The Place Where I Write: Elizabeth Bradfield

42° 2’5.18 “N
70° 4’53.91″W

In the morning, early, on the couch/chair, curled, with a strong cup of coffee while my girlfriend sleeps and the dog, fed, enters her deep second sleep. In the blue lab notebooks with green-tinted and numbered pages I’ve used since college. At a reading, messy scrawl in dim light, words drifting by. Sometimes, terrifyingly, not. Nothing. Nowhere. This year, for the first time since my twenties, in my bunk on a ship. Shamefully, in the car, big notepad on my lap (note to self: figure out a better system). Never on an airplane. Never startled up in the middle of the night. Rarely in cafes. Hardly ever when I’m on the job with binoculars, all focus turned outward.

In my head while running/walking/picking berries/painting trim/weeding. Echoing space where a phrase can rattle and be tongued like a pit. And this “place” feels, in many ways, the most critical. Whatever survives (my memory…) must be worth attending with pen.

This is to say that while I try and prepare a space for the poems to come (see example one, above), they don’t always arrive on schedule.

That’s the start of things. First scrawl. First glint.

The later work is more formal, done at the computer. Our house is small, and I built a desk into a corner of the attic where we sleep. Tucked along the stairs, just wide enough for a book and laptop, the steep angle of the roof means I’ll bump my head if I stand. I like the smallness. “Don’t worry,” it says, “no big deal. No one is watching. No epic expected. Just do your work.” I like it there, books behind, stairs open and falling to the left, window to the right. All the same, it’s got no door. No room other than the bathroom does. When people come to stay or when Lisa plays loud music or talks on the phone, the energy of the whole space shifts.

Out the window is a shed I built with my parents three summers ago during an incredibly hot August. Before it was begun, as I scavenged windows and figured lumber, even as I sweated on the roof and nailed shingles, I envisioned it as my writing studio. A place like those so many writers and artists I’ve read about have and that sound so wonderfully confident (I deserve a studio) and deliberate (I go there to create). In the coming-back-to-life lot that is our yard and that used to be a contractor’s storage space for backhoes and building supplies, it squats like a reproach.

When I’m in Refugia, as we’ve semi-jokingly named the shed/studio/guest cottage, all I see are things unfinished and things I screwed up: bulge in the wall, leaking door, ragged seam at the ceiling peak. I want to fix, not create. I make lists. Window trim then flooring then screen door. Shelves?

But even as I’ve written this short piece over the last couple of weeks, things have changed. I might have turned a corner. Refugia might be done enough for me to claim it, used enough to not feel precious.
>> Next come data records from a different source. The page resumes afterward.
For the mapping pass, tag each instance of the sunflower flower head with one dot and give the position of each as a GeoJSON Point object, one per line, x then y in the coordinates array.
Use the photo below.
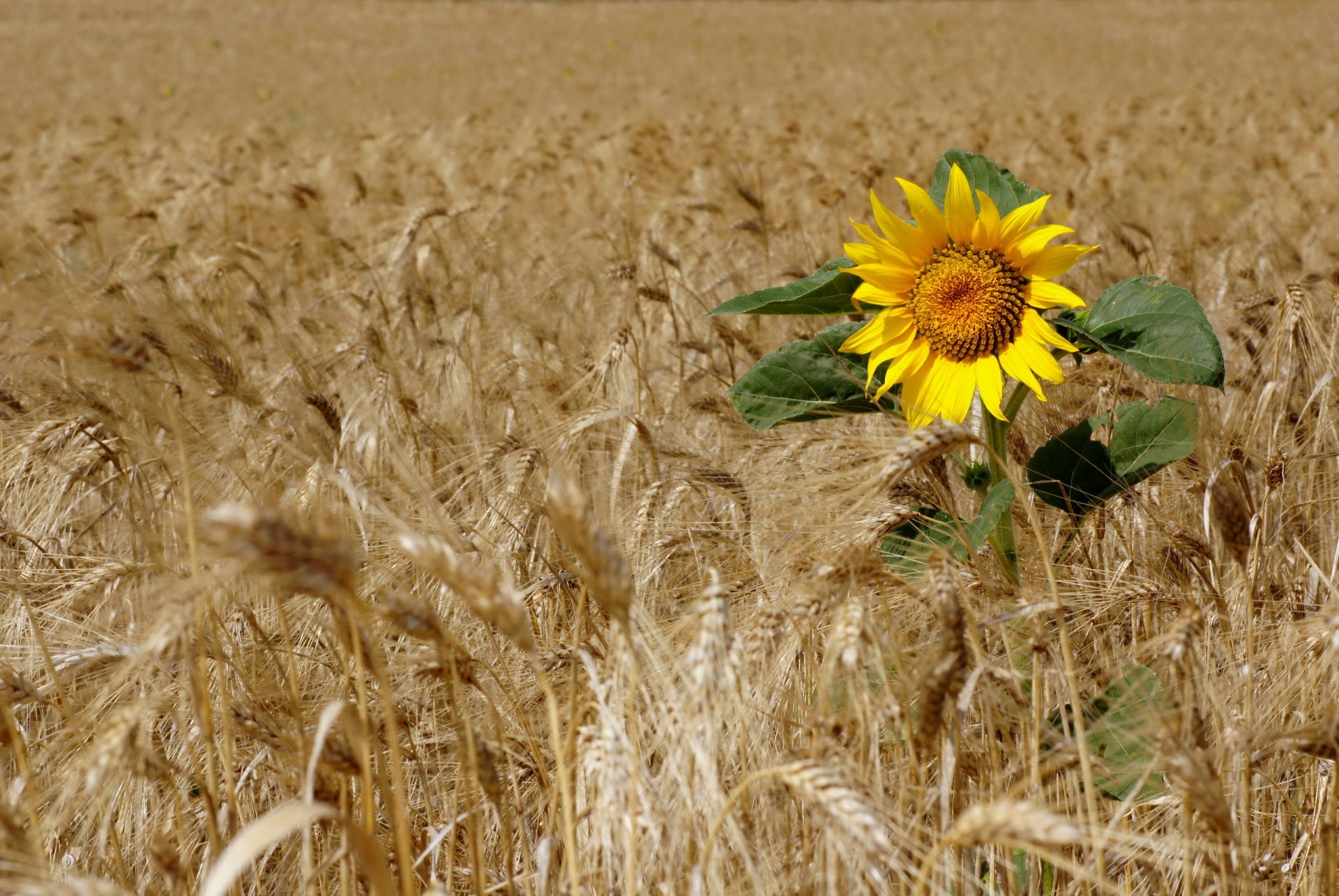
{"type": "Point", "coordinates": [959, 292]}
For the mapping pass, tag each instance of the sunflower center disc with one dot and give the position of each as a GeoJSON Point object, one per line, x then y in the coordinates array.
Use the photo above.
{"type": "Point", "coordinates": [967, 302]}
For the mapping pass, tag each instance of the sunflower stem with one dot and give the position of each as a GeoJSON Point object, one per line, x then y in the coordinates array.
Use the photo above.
{"type": "Point", "coordinates": [997, 439]}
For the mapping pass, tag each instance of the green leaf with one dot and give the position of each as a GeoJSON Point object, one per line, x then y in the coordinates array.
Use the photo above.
{"type": "Point", "coordinates": [1122, 725]}
{"type": "Point", "coordinates": [907, 547]}
{"type": "Point", "coordinates": [1075, 473]}
{"type": "Point", "coordinates": [824, 292]}
{"type": "Point", "coordinates": [805, 381]}
{"type": "Point", "coordinates": [1147, 439]}
{"type": "Point", "coordinates": [1156, 328]}
{"type": "Point", "coordinates": [982, 174]}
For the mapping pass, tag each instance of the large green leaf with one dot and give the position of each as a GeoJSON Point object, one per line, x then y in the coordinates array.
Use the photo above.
{"type": "Point", "coordinates": [907, 547]}
{"type": "Point", "coordinates": [983, 174]}
{"type": "Point", "coordinates": [808, 379]}
{"type": "Point", "coordinates": [1075, 473]}
{"type": "Point", "coordinates": [1156, 328]}
{"type": "Point", "coordinates": [1122, 725]}
{"type": "Point", "coordinates": [824, 292]}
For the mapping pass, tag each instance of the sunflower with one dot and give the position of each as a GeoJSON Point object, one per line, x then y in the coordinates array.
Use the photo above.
{"type": "Point", "coordinates": [960, 292]}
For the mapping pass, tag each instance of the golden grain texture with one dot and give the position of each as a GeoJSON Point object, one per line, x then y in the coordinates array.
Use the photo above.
{"type": "Point", "coordinates": [374, 517]}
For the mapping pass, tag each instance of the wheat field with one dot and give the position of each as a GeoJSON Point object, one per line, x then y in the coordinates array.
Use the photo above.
{"type": "Point", "coordinates": [375, 520]}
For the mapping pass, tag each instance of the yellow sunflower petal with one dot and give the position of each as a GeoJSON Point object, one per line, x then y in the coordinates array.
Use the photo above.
{"type": "Point", "coordinates": [887, 252]}
{"type": "Point", "coordinates": [1043, 333]}
{"type": "Point", "coordinates": [986, 232]}
{"type": "Point", "coordinates": [1036, 240]}
{"type": "Point", "coordinates": [900, 235]}
{"type": "Point", "coordinates": [930, 220]}
{"type": "Point", "coordinates": [944, 388]}
{"type": "Point", "coordinates": [860, 253]}
{"type": "Point", "coordinates": [1053, 261]}
{"type": "Point", "coordinates": [868, 294]}
{"type": "Point", "coordinates": [959, 211]}
{"type": "Point", "coordinates": [886, 327]}
{"type": "Point", "coordinates": [990, 385]}
{"type": "Point", "coordinates": [1020, 220]}
{"type": "Point", "coordinates": [1039, 360]}
{"type": "Point", "coordinates": [911, 400]}
{"type": "Point", "coordinates": [886, 276]}
{"type": "Point", "coordinates": [1043, 294]}
{"type": "Point", "coordinates": [1015, 365]}
{"type": "Point", "coordinates": [905, 366]}
{"type": "Point", "coordinates": [896, 349]}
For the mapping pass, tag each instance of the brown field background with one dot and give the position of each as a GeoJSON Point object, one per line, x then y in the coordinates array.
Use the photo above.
{"type": "Point", "coordinates": [372, 508]}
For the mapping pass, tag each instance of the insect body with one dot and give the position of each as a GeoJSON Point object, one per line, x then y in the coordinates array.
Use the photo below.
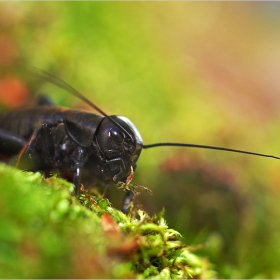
{"type": "Point", "coordinates": [48, 137]}
{"type": "Point", "coordinates": [63, 138]}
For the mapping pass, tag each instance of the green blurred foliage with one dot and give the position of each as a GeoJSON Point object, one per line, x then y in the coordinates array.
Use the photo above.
{"type": "Point", "coordinates": [194, 72]}
{"type": "Point", "coordinates": [45, 232]}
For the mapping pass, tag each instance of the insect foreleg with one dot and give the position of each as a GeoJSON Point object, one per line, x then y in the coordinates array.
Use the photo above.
{"type": "Point", "coordinates": [79, 162]}
{"type": "Point", "coordinates": [127, 201]}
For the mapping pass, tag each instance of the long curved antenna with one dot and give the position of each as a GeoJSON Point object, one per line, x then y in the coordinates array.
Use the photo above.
{"type": "Point", "coordinates": [205, 147]}
{"type": "Point", "coordinates": [60, 83]}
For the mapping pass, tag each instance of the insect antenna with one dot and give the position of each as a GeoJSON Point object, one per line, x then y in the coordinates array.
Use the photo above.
{"type": "Point", "coordinates": [60, 83]}
{"type": "Point", "coordinates": [170, 144]}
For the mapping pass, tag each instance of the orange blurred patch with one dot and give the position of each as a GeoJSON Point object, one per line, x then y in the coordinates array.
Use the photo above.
{"type": "Point", "coordinates": [13, 92]}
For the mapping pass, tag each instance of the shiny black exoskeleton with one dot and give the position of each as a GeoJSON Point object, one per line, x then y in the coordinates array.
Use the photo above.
{"type": "Point", "coordinates": [52, 137]}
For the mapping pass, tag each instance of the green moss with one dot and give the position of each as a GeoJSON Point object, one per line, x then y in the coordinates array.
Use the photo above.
{"type": "Point", "coordinates": [47, 233]}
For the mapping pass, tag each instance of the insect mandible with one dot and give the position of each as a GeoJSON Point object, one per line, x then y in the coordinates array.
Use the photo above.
{"type": "Point", "coordinates": [49, 137]}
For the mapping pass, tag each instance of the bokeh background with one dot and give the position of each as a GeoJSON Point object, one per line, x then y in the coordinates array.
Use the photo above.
{"type": "Point", "coordinates": [195, 72]}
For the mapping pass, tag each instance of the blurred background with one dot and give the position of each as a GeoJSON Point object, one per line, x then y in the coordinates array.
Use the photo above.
{"type": "Point", "coordinates": [194, 72]}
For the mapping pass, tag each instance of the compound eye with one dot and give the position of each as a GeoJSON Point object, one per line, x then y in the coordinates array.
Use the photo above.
{"type": "Point", "coordinates": [116, 136]}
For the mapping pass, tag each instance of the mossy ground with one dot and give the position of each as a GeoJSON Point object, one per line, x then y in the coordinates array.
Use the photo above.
{"type": "Point", "coordinates": [45, 232]}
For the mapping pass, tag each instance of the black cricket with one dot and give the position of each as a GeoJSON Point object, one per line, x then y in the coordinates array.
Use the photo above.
{"type": "Point", "coordinates": [46, 137]}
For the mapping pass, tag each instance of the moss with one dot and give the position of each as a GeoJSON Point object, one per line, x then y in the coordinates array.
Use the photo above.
{"type": "Point", "coordinates": [45, 232]}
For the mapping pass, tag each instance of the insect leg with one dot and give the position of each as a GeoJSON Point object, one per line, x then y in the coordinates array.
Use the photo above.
{"type": "Point", "coordinates": [77, 168]}
{"type": "Point", "coordinates": [127, 200]}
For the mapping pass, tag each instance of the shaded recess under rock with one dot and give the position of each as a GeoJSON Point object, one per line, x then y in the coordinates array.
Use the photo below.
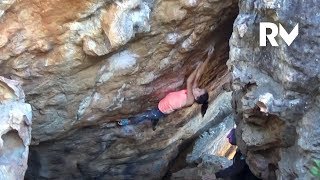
{"type": "Point", "coordinates": [83, 65]}
{"type": "Point", "coordinates": [277, 89]}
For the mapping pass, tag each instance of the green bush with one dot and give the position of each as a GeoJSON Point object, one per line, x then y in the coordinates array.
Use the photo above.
{"type": "Point", "coordinates": [315, 170]}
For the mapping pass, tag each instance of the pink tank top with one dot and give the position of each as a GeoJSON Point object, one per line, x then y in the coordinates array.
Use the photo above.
{"type": "Point", "coordinates": [173, 101]}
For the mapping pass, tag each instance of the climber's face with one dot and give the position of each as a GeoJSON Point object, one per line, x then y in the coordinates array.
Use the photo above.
{"type": "Point", "coordinates": [197, 92]}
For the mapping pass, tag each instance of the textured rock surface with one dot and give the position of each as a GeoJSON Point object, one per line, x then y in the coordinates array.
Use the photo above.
{"type": "Point", "coordinates": [15, 130]}
{"type": "Point", "coordinates": [85, 64]}
{"type": "Point", "coordinates": [207, 154]}
{"type": "Point", "coordinates": [277, 88]}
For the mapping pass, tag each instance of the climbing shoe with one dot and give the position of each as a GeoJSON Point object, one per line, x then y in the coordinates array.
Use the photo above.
{"type": "Point", "coordinates": [123, 122]}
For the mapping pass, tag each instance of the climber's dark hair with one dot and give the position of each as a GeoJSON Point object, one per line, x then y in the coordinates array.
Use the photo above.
{"type": "Point", "coordinates": [203, 99]}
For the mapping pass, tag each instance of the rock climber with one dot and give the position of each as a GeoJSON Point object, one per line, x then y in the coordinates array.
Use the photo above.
{"type": "Point", "coordinates": [178, 99]}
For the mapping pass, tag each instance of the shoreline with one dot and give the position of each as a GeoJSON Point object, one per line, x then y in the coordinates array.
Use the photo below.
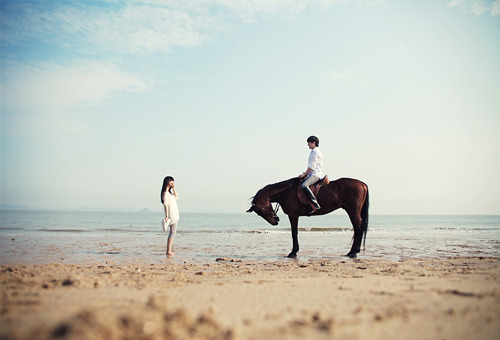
{"type": "Point", "coordinates": [455, 298]}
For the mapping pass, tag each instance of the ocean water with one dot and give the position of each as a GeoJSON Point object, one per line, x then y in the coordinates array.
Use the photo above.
{"type": "Point", "coordinates": [35, 237]}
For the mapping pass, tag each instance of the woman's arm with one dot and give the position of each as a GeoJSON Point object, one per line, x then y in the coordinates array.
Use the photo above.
{"type": "Point", "coordinates": [167, 211]}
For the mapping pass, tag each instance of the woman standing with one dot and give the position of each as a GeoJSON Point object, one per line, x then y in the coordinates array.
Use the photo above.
{"type": "Point", "coordinates": [169, 199]}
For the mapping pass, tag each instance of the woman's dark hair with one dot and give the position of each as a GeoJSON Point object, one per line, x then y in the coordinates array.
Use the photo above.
{"type": "Point", "coordinates": [313, 139]}
{"type": "Point", "coordinates": [166, 180]}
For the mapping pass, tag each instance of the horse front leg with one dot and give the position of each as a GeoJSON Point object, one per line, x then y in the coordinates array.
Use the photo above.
{"type": "Point", "coordinates": [294, 223]}
{"type": "Point", "coordinates": [355, 218]}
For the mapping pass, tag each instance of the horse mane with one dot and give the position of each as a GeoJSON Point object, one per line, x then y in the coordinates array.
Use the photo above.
{"type": "Point", "coordinates": [275, 188]}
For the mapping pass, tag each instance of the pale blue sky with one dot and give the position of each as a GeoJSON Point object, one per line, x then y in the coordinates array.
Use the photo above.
{"type": "Point", "coordinates": [102, 99]}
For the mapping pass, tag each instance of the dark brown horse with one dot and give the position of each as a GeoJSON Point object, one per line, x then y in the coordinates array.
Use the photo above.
{"type": "Point", "coordinates": [346, 193]}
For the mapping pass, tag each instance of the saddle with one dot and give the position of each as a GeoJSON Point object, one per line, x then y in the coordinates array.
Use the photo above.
{"type": "Point", "coordinates": [314, 188]}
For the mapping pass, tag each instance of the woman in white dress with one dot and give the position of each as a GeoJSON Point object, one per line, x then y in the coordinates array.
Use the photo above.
{"type": "Point", "coordinates": [169, 199]}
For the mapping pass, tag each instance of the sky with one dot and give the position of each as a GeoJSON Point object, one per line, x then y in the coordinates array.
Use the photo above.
{"type": "Point", "coordinates": [100, 100]}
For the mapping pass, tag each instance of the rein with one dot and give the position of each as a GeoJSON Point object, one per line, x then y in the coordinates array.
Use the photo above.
{"type": "Point", "coordinates": [278, 204]}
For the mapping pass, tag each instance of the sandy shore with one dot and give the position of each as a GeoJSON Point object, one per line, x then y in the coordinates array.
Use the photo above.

I’m writing there now. Breeze huffs the curtains I hemmed and hung last Tuesday. The table Lisa and I grabbed from the side of the road is a good height, the chairs Liz didn’t want any more are comfortable, the hand-me-down rug from Jacky and Kathy is soft underfoot. Irene thought of us when she heard a famous local artist was getting rid of the French doors in his studio—one of them became the clerestory window through which I can see the tops of pitch pines. The couch was Tricia’s and the armchair came from Carla. Crocosmia from my mom’s garden in Seattle are just out the southeast window, as are transplanted maple saplings Raina brought and that I hope will shade this place in years to come.

Dunya’s phrase, “creative space of conscience,” is penciled at the top of the unfinished window frame. It comforts and inspires me. Visiting friends have stayed out here. Lisa and I have napped here in the afternoon, a hundred feet removed from chores and routine. I’m in a space that others—friends, family, community—have helped me create. It feels like I have their blessing.

Here, at last, I drop into the deep absorption that, truly, is where the work is done.

Elizabeth Bradfield is the author of two poetry collections, Approaching Ice and Interpretive Work. Founder and editor-in-chief of Broadsided Press, she lives on Cape Cod and works as a naturalist and teacher. Her poem “Historic Numbers of Right Whales Skim Feeding off Cape Cod” was published in the March/April 2012 issue of Orion.


  1. “Whatever survives (my memory…) must be worth attending with pen.” Beautiful. Thank you.

  2. Fire red crocosmia are going off everywhere here in Seattle right now.

    We float by– wishing that words on paper could help change the course of this life’s suffering. They do not.

    I’m taking solace in pursuit of happiness I find in simple things: words, accretion, looking up to see a change in the weather, looking down to see our place in the midst of all the losses. Our final decision to cancel “The Sun” magazine. Couldn’t counter all the bleak stories in the Readers write or even more dramatic stories Sy picks vs. the Sunbeams.

    And that got me Wondering If We Will Ever See The Sun here in Seattle.

    The stories continue — and the important stuff never gets written down. But this refugia you mention grows into a life we can live anywhere if we are lucky.

    Keep writing.


  3. Oh complex and beautiful words, space, poet, project, life.